@Ewa11: W tamtych latach byłem przez jakiś czas sługą kont zborowych i dość dobrze pamiętam, że poza miesięcznym sprawozdaniem finansowym zboru naprawdę niewiele się mówiło o kasie. Chyba że naprawdę wydarzyło się coś nadzwyczajnego: pożar albo klęska żywiołowa. Pamiętam jak przez mgłę potrzeby zboru, kiedy to nadprzewodnik zestawił wpływy na ogólnoświatową działalność z kosztem zamówienia zboru na literaturę. To było chyba po ogłoszeniu wydania "Wnikliwe Poznawanie Pism", które wszyscy od razu chcieli mieć. Ale to był odosobniony wypadek.
Generalnie o kasie niewiele się wówczas mówiło.
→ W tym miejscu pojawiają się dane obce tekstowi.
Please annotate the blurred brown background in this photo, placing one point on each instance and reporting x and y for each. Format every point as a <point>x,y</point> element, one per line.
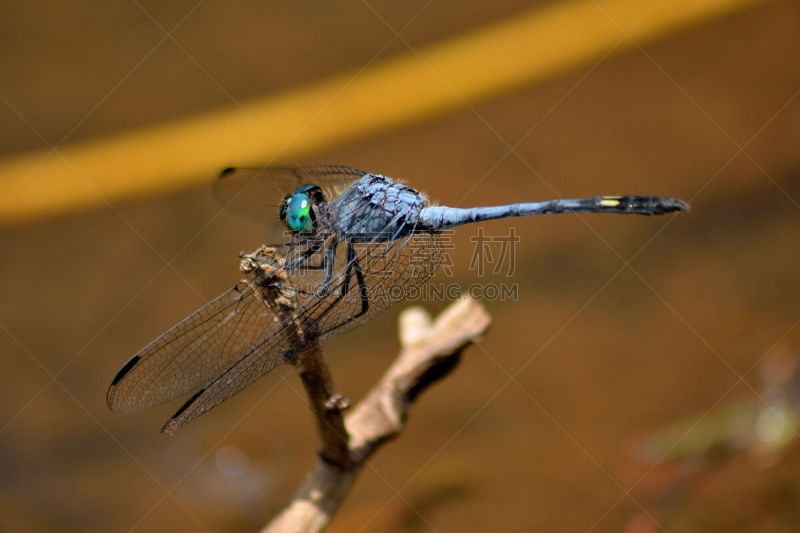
<point>624,326</point>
A przede wszystkim chwaliło braci za ofiarność, zamiast wyliczać coraz to nowe potrzeby jak ma to miejsce dziś...
W porównaniu do dzisiaj to niewiele. Ale raz na jakiś czas był artykuł w Strażnicy, że "ochoczego dawcę Bóg miłuje" (i nie chodziło tylko o dawanie czasu na sprawy teokratyczne, ale też o wrzucanie do skrzynek). Poza tym na początku mojej bytności w organizacji publikacje rozdawało się za darmo. Świadkowie wtedy często mówili, że w kościele księża robią wszystko za pieniądze, a u nich darmo się dostaje i darmo się daje. Ale gdzieś w połowie lat 90-tych CK zaleciło, żeby przy wręczaniu publikacji wspominać o datkach. Niektórzy mieli przy sobie nawet koperty, że jak ktoś wręczył datek, to do tej koperty go wrzucali (żeby ze swoimi pieniędzmi nie pomylić). Ja nigdy głosząc nie mówiłam o dobrowolnych datkach, bo się po prostu wstydziłam.
Kiedyś, jak zaczęły się stojaki, to z ciekawości podeszłam i wzięłam jakąś publikację. I z rozmachu zaproponowałam datek, mając w pamięci, co było za moich czasów. A głosiciele wtedy stanowczo zaprotestowali, że im nie wolno brać żadnych datków. Czyli albo światło znowu się zmieniło, albo tak samo jak ja wstydzili się brać pieniądze za publikacje.
Natomiast to, co piszecie, że teraz bez przerwy wylicza się jakieś potrzeby, to tego rzeczywiście nie było.
PS. No i nie było opłat za głoszenie, przynajmniej ja się z tym nigdy nie spotkałam.